日本の急行列車は、明治中期の1894年に山陽鉄道(現在の山陽本線)が神戸―広島間に運行した列車が起源とされているが、電車による有料の急行列車が全国に広がったのは第二次大戦後である。

1950年に登場し、「湘南電車」と呼ばれた80系により長距離電車の運行が始まって以降、153系や165系、さらに交流区間も走れる交直両用の451系をはじめとする「急行型電車」が相次いで登場し、全国の電化区間で大衆の足として活躍した。今回は、これらの国鉄急行型電車を取り上げたい。

「急行型電車」の登場

急行型電車の歴史をたどるうえで、まずは「準急」として登場した湘南電車80系について触れたい。

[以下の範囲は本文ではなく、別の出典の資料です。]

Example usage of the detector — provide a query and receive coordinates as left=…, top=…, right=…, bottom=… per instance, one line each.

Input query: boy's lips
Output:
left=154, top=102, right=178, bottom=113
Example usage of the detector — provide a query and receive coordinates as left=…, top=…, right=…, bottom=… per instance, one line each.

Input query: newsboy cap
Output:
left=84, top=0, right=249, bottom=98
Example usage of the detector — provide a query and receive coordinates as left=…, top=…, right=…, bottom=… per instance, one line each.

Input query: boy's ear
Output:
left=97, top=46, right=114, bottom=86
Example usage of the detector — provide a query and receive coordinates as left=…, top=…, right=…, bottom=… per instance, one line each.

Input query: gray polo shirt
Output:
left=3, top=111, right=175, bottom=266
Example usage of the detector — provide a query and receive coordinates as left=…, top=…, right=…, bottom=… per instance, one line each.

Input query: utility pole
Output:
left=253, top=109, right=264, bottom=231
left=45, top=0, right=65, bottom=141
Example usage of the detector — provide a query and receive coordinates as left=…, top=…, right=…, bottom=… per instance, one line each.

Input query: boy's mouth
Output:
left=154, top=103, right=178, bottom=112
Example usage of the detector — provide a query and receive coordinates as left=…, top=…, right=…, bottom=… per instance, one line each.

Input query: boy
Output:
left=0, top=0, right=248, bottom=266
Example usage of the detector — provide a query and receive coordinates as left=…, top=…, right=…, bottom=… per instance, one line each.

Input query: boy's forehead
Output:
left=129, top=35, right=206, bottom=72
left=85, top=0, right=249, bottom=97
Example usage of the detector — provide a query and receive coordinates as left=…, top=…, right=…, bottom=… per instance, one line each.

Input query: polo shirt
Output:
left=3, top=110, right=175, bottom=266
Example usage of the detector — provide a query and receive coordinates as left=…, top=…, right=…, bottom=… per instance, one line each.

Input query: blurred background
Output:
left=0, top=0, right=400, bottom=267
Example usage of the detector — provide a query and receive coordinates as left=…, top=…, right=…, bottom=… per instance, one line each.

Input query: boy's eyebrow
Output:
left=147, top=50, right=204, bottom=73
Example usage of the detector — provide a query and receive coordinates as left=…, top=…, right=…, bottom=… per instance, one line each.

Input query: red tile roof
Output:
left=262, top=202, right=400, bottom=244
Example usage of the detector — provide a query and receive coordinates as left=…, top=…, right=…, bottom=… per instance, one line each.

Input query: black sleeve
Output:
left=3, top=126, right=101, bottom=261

80系はそれまで基本的に近距離区間用と考えられていた電車のイメージを大きく変える中・長距離電車として開発され、車内も客車並みのボックスシートを備えた長時間の乗車に適した設備であった。50年には、伊豆方面への準急「あまぎ」「いでゆ」「はつしま」として運転開始し、電車の高速性能を発揮して東京―熱海間を90分で結んだ。

【写真】国鉄時代の「急行型電車」全盛期の華々しい姿。153系の「東海」や、「アルプス」「佐渡」などで活躍する165系、大型のヘッドマークも誇らしげに長編成で快走する北陸本線の「兼六」「立山」「ゆのくに」、そして東北の「多層建て列車」や九州各地を走った急行まで、大衆の足として活躍した電車急行の貴重な記録

その後、東海道本線全線電化後の57年には東京―名古屋・大垣間を結ぶ準急「東海」、名古屋―大阪・神戸間には「比叡」が運転を開始、それまでの機関車牽引の客車に代わり、電車による長距離優等列車が次第に存在感を高めていった。

そして58年には、その後の国鉄急行型電車の基礎となる153系が登場した。登場時は準急「東海」の運用に就いたことから「東海形」と呼ばれるようになった。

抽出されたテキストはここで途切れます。